Another brilliant move by Ted McCarty was to assign Gibson engineers with a job of designing pickups that would be less prone to capturing electromagnetic radiation and hum. In 1995, they came up with pickups that used two coils of wire instead of one which was capable of canceling, or “bucking” the hums, hence the name humbuckers. Apart from using two coils of wire, humbuckers utilize either two (sets of) magnets or pole pieces that are placed on the opposite ends of a magnet. Things get pretty technical here, but what you need to know is that two wire coils are wound with opposing electrical, as well as magnetic polarity and that each coil carries two signals.

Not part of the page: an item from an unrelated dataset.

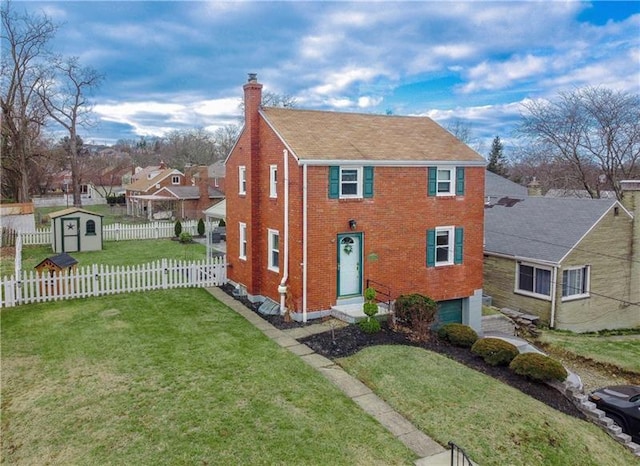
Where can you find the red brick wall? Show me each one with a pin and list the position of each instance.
(393, 223)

The first signal is the sound that comes from vibrating strings, and the second is the noise that stems from the 60-cycle hum, which is canceled. Humbucker pickups have a higher output which can produce a lot of distortion, and they also sound warm and smooth, which makes them ideal for hard rock and metal but also jazz and blues. Most Gibson guitars, such as the Les Paul, Explorer, Flying V, and the SG, feature two humbucker pickups, although you will also come across Fender Stratocasters and Telecasters which have at least one humbucker pickup. Humbuckers are also used by PRS, ESP, Ibanez, Yamaha, and just about every other guitar manufacturer out there.

P90 Pickups

Example of a P90 guitar pickup

P90 pickups look and sound like the middle ground between single-coil and humbucker pickups. They are somewhere in between in terms of size, and in terms of sound. Their output is higher than that of single-coil pickups but not as high as the output of humbuckers. While they do sound brighter than humbuckers, they are not as clear and transparent as single coils. P90 pickups can be categorized into three different types according to their casing:

Soap Bar Casing

This type of P90s has a rectangular casing that resembles a soap bar. The dots that can be seen on the casing are usually mistaken for pole pieces, but they are actually mounting screws that are placed in between the pole pieces. Fun fact: early Les Pauls had P90 soap bar pickups which were white.

Dog Ear Casing

These come in a variety of colors, and although similar in proportions to soap bar P90s, the dog ear pickups have extensions on both sides, which are there to hold the mounting screws in place. They are usually found on hollow-body guitars, such as the Gibson ES-330. Although they are not as common on solid body guitars, some models, such as the Gibson Les Paul Junior, still have them. Another notable electric guitar to feature dog-ear P90 pickups is the Epiphone Casino.

Humbucker Casing

One of the issues of changing the guitar pickups is the fact that each guitar is routed for a specific type of pickup. This means that, even though you can put a single-coil pickup on a Les Paul, the result will not only look subpar, but it may cause some structural problems. The same goes for P90 pickups if you want to mount them on a guitar which originally had humbuckers since there is a difference in size and shape of both the pickups and the rout. The good news is that you can get the P90 pickups that come in a humbucker-type casing that fits the humbucker route.

And that is all you need to know about electric guitars in order to get started. We hope that this guide has shed some light on a somewhat confusing subject and that it will help you pick out the right guitar for yourself. Good luck!